The NAT configuration for using HA and multiple WAN is the same as for HA using a single WAN. Ensure that only CARP VIP is used for inbound traffic or routing. For more information about NAT configuration, see the relevant documentation.

Firewall configuration

When using multiple WAN, you must set up firewall rules to use the default gateway to pass traffic to the local network. Otherwise, when the traffic attempts to reach the CARP address or from LAN to DMZ, it will go out to connect to the WAN.

A rule must be added at the top of the firewall rule for all internal interfaces that directs traffic from all local networks to the default gateway. Care must be taken to use the default gateway, not one of the failover or load balancing gateway groups. The destination of this rule is the local LAN network, or an alias that contains any local reachable network.

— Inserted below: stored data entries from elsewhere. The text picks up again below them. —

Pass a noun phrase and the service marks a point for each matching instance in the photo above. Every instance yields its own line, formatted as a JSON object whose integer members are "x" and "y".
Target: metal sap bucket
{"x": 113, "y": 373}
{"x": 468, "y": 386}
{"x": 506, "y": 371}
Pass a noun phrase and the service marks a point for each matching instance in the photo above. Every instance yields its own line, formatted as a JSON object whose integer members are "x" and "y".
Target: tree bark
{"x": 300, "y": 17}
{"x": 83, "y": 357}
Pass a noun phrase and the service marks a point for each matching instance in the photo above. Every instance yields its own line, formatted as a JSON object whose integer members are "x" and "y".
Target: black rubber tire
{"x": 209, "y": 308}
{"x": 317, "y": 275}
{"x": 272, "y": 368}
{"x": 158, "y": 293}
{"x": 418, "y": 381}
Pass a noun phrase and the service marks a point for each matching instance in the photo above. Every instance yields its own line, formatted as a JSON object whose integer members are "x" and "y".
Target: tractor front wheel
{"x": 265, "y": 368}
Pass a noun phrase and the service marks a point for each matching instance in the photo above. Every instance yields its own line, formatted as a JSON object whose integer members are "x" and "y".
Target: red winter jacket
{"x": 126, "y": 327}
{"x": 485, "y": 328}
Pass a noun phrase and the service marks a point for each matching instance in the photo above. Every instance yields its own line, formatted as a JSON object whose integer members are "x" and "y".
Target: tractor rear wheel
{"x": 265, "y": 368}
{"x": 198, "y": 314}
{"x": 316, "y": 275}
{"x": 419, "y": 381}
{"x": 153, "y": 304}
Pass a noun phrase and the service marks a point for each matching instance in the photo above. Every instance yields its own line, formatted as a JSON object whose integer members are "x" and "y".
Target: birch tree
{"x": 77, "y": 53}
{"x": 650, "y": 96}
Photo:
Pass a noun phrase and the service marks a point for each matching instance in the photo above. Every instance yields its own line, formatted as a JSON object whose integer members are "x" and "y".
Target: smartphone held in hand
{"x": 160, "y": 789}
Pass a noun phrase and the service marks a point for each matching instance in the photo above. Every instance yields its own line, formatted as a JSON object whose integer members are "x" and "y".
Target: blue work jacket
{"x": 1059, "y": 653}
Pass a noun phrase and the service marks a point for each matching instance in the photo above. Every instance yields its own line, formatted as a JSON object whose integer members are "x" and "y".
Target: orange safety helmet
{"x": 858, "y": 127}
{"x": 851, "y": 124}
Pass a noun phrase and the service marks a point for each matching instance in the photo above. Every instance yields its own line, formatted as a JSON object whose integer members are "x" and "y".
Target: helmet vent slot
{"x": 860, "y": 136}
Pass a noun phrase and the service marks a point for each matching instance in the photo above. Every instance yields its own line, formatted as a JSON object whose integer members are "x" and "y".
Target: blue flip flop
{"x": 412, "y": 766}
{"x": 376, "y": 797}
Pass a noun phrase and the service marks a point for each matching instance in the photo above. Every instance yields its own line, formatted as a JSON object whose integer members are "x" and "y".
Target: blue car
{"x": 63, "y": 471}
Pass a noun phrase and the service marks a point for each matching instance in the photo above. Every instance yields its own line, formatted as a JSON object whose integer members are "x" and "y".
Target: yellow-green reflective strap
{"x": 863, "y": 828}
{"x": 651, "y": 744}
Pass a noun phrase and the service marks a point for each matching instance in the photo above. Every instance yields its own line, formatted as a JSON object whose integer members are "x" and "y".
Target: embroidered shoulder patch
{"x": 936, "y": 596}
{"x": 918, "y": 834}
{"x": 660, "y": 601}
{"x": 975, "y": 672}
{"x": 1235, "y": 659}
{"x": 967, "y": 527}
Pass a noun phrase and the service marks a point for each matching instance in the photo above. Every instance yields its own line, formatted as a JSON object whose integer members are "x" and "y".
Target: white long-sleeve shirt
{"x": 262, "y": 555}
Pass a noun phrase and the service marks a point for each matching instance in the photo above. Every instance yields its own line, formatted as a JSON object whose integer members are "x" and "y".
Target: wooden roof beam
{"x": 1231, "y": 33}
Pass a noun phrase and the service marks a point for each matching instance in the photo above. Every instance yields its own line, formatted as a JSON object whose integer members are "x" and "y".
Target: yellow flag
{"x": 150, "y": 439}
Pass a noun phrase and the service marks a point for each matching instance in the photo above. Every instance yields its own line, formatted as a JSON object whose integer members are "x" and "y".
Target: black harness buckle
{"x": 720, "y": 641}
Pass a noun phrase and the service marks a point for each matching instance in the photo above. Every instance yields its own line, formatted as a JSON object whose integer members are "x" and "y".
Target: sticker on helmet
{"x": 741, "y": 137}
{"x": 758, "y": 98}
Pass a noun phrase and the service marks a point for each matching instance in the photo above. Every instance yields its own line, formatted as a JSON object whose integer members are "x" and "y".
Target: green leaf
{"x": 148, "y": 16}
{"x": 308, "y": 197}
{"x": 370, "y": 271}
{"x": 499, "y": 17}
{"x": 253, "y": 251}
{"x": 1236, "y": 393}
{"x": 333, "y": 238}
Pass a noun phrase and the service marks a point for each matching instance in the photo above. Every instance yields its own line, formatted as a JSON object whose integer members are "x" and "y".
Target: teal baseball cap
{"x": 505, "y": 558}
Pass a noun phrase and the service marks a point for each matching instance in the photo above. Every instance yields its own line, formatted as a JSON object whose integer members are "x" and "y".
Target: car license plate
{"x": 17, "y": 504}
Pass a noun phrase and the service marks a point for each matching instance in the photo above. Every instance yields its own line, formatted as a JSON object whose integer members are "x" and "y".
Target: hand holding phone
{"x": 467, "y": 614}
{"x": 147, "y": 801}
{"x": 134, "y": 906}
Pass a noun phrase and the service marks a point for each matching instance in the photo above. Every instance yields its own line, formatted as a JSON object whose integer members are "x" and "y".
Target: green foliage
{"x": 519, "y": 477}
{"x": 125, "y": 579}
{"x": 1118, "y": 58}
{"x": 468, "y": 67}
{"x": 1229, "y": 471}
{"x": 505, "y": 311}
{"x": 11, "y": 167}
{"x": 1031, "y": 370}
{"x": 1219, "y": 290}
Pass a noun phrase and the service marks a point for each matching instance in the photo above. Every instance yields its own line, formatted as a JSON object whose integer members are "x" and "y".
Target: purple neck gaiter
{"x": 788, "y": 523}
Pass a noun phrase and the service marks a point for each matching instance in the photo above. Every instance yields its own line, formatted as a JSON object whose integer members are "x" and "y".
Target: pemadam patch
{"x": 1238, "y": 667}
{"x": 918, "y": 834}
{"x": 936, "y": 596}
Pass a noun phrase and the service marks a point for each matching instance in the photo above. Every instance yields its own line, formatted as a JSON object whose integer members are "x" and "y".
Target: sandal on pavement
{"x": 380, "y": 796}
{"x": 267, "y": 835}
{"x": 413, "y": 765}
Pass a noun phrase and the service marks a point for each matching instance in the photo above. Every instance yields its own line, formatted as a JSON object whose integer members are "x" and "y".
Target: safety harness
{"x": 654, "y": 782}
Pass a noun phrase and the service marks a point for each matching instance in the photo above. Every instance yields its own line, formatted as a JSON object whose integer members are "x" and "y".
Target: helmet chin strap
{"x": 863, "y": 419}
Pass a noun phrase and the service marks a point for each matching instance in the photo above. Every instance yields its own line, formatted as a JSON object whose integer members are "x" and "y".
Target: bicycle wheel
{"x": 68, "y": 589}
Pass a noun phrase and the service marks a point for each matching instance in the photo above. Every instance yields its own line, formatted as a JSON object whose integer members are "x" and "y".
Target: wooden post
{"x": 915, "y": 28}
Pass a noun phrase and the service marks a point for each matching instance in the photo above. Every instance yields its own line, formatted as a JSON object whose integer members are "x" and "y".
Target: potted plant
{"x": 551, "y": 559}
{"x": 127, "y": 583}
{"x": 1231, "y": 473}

Multi-WAN HA graphs with DMZ

The diagram for this layout is much more complex because of the additional WAN and DMZ elements, as shown in the following figure.

Multi-WAN HA schematic diagram with DMZ

Verify failover capabiliti

Because using HA involves high availability, it should be thoroughly tested before putting the cluster into production. The most important part of the test is to ensure that the HA system can fail over properly during a system outage.

"if any of the operations in this section do not work as expected, see High availability troubleshooting."

Check CARP status

On both systems, navigate to system status > CARP (failover). If everything works properly, all CARP VIP states of the primary node device will be displayed as MASTER and the secondary node device will be displayed as BACKUP.

If one of them displays DISABLED, click the enable CARP button and refresh the page.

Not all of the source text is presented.